I'm all for passing on wisdom and technical experience but I can't be arsed to start at page one every time. And sometimes you'll get my gratuitous opinion as well, tailored to an audience who can understand it.
The secret there is that you need to replace the lawyers and judges as a matched set. The resulting inscrutable legalese will flummox onlookers while sufficiently emptying their pockets.
Just replacing the one part of the staff will obviously tip of the others, because they will know they aren't a chatbot. As long as it's all bots on bots then then only the worst screw ups will be caught by outsiders, at which point the smart move is to have a whole set of regulator bots with simple logic that causes them to rule in favor of whoever complained, issue a generous settlement that makes up less than 1/10 of 1% of the take and comes with a gag order clause to shut them up with no admission of wrong doing.
Probably take a couple decades before the wheels fell off.
"they jumped through a huge number of hoops to force it out"

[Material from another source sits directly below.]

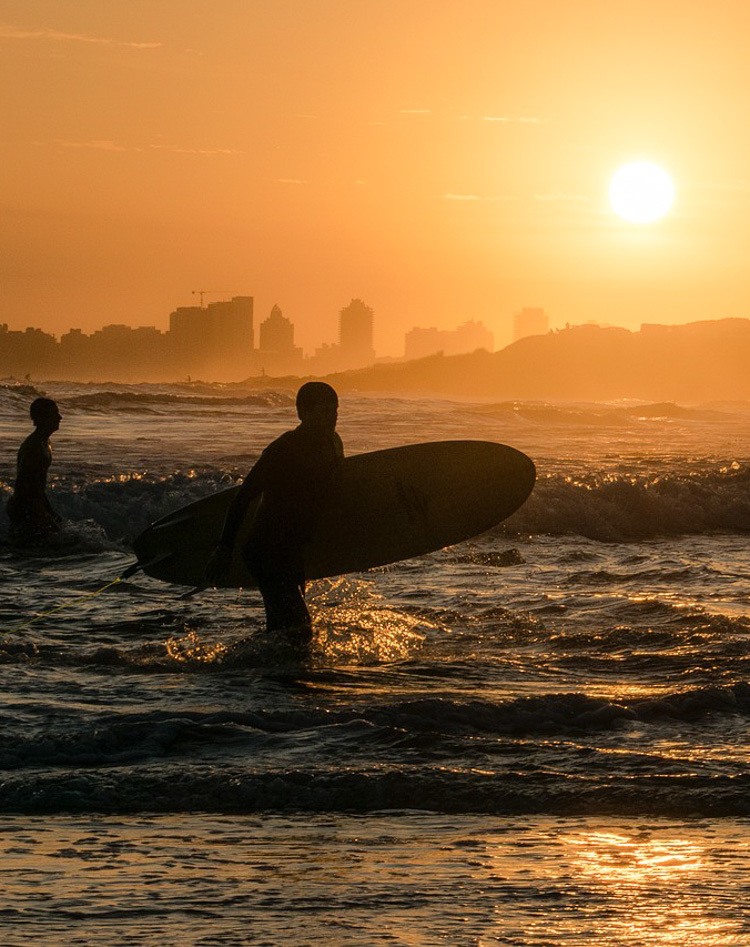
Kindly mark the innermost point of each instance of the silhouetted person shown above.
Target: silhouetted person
(292, 476)
(29, 511)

Not sure that matters. At least not in the US. Providing a way -- however devious -- to bypass IP protections that doesn't fall under exceptions like fair use is, I'm pretty sure, illegal and actionable. Might be different elsewhere. Caveat: I am Not A Lawyer (And wouldn't want to be).
It doesn't matter how many hoops I jump through. If I find that a certain set of queries to OpenAI's servers gives me the source code to GPT, that does not make it my source code. I had to jump through a lot of hoops to retrieve it, but my willingness to take that action does not change the legal situation I'm in. The law considers the results and the intent, not the bit in the middle. Taking the code or the articles without permission is illegal. The only reason why getting the quotations is necessary is that OpenAI would, without them, be willing to lie that they were not in the training data. This action does not create or cancel the crime. It only provides evidence of it.